Нельзя, конечно, руководствоваться в жизни одной интуицией, она может — да и как еще! — подвести в самый решительный момент, но нельзя и полностью ею пренебрегать: нередко необъяснимое чувство симпатии или антипатии способно направить наши шаги в нужном направлении. Подумав о том, что мой спутник на самом деле советский офицер, я как–то успокоился и, вместо того чтобы предаваться всяким тревожным мыслям и колебаниям, сразу сосредоточился на внешних впечатлениях, что особенно важно для того, кто ведет машину по улицам большого, многолюдного города.

Наступал вечер, улицы редели, все спешили разойтись по домам, неторопливо шагали лишь немецкие офицеры; на каком–то углу стоял патруль и проверял у прохожих документы; из окон кафе доносились звуки музыки и какие–то выкрики.

Словом, жизнь в оккупированной Риге шла своим чередом.

Я вел машину не торопясь: в Риге не торопились только победители, и чем медленнее вел я свою машину, тем меньше подозрений мог возбудить.

Со своим спутником я почти не разговаривал; говорить по–английски не хотелось, говорить по–русски опасно.
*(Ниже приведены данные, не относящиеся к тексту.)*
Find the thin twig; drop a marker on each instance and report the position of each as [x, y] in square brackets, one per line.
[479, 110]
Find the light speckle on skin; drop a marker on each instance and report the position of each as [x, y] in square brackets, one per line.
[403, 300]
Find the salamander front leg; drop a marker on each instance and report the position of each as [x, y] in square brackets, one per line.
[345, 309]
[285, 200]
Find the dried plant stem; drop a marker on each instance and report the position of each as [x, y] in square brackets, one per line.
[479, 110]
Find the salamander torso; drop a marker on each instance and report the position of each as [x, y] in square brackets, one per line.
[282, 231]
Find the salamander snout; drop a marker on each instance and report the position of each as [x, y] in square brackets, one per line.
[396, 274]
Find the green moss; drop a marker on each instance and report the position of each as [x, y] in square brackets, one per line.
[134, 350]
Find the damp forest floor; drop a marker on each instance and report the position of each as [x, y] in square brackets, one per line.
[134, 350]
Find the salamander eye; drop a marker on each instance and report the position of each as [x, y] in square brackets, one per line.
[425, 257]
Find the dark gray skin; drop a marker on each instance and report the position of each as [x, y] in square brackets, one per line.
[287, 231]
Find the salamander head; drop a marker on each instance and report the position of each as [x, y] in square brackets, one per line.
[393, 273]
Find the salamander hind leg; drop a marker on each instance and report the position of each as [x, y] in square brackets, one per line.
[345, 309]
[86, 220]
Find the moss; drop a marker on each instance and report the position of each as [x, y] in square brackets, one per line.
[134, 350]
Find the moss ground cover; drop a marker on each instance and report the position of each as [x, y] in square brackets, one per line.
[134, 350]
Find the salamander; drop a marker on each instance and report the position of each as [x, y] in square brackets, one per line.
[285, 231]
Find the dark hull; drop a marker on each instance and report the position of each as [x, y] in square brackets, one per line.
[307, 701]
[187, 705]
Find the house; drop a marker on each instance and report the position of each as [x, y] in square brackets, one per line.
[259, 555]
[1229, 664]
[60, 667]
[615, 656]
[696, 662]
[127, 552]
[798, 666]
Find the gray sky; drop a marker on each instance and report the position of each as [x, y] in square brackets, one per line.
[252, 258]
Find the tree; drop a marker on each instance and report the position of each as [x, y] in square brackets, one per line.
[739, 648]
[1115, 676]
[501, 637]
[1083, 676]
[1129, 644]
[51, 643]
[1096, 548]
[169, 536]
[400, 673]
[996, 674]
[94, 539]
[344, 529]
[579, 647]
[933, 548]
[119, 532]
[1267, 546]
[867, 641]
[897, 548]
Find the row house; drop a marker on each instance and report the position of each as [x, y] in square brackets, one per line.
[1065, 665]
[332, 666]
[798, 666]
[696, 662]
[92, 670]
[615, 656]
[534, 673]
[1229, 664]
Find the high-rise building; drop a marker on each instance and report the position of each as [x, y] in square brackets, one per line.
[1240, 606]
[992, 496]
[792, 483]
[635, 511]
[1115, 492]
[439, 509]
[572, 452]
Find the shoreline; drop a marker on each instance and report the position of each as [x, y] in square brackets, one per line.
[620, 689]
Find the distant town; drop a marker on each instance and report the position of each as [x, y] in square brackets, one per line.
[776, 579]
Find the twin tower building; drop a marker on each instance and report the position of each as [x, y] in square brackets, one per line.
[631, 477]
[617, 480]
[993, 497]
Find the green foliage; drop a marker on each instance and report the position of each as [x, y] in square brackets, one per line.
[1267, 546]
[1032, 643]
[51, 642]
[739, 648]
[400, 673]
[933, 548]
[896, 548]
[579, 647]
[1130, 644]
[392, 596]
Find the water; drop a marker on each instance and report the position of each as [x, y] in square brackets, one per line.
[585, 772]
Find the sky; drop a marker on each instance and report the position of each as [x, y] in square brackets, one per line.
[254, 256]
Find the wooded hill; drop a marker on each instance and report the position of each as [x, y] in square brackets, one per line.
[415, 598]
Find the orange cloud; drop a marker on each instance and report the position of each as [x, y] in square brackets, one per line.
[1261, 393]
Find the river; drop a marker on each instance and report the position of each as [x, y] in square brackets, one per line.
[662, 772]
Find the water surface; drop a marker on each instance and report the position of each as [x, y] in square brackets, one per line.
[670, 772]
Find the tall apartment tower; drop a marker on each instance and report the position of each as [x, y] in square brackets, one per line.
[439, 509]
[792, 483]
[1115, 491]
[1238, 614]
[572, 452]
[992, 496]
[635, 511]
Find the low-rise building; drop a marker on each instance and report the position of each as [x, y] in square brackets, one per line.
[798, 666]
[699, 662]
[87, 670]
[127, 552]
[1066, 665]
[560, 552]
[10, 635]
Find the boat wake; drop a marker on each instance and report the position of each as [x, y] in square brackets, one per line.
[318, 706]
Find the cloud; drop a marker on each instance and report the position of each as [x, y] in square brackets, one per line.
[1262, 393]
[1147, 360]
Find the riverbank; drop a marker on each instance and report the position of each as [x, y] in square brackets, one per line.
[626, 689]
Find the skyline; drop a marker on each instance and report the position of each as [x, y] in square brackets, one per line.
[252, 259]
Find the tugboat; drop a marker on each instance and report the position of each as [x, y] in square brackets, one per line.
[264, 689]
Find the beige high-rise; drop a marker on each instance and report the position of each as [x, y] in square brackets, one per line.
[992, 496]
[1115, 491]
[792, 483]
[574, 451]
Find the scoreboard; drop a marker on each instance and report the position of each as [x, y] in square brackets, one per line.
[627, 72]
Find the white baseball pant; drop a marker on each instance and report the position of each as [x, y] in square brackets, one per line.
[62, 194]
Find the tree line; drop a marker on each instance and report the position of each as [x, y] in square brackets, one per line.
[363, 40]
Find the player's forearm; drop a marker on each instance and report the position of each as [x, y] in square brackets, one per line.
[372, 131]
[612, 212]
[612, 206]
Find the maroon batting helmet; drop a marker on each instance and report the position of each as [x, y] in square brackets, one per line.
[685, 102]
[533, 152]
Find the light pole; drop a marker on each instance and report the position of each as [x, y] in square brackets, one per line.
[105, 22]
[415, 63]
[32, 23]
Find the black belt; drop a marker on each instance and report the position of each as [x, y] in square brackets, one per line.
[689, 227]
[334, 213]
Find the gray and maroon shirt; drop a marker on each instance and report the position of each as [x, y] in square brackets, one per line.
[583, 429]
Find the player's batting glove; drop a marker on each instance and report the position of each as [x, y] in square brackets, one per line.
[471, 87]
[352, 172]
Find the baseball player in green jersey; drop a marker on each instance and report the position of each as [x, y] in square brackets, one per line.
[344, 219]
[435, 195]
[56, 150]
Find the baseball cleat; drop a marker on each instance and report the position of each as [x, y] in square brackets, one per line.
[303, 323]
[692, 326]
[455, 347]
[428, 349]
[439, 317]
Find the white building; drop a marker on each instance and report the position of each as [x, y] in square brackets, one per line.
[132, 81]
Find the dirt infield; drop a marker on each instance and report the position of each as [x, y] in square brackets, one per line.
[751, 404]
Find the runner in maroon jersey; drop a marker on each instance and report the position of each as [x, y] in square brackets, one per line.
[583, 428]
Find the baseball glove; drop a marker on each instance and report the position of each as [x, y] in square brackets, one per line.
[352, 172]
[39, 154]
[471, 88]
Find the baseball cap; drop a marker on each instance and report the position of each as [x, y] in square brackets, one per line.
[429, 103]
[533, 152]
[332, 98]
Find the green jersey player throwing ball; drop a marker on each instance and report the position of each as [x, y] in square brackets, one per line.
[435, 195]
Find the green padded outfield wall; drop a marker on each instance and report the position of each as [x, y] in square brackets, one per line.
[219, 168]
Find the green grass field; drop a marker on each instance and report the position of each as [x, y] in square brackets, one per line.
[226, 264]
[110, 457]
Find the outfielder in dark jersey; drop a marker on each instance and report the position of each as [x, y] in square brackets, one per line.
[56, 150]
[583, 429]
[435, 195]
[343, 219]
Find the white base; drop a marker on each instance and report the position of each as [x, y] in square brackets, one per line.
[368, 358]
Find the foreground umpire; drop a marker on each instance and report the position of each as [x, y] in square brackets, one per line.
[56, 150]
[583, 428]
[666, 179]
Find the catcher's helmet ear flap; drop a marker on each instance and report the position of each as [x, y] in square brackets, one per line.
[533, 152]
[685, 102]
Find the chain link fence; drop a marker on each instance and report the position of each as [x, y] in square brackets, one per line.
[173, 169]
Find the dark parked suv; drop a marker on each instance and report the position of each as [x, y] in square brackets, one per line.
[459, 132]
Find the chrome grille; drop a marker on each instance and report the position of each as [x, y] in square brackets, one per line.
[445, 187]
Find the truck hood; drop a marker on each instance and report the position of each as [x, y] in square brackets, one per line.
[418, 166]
— Куда ехать? — коротко спросил я его.

— В сторону Межапарка.

Этот громадный парк, больше напоминающий тщательно ухоженный лес, составлял гордость рижан и был излюбленным местом прогулок, пикников и спортивных состязаний. Но в этот военный вечер в парке не было никого, лишь где–то в глубине, в самой чаще, стояли, если верить сведениям посещавших меня девушек, орудия противовоздушной обороны. Миновали Межапарк.

— А теперь? — спросил я.

— Теперь мы поменяемся местами. — Мой спутник заговорил по–русски. — Дальше машину поведу я.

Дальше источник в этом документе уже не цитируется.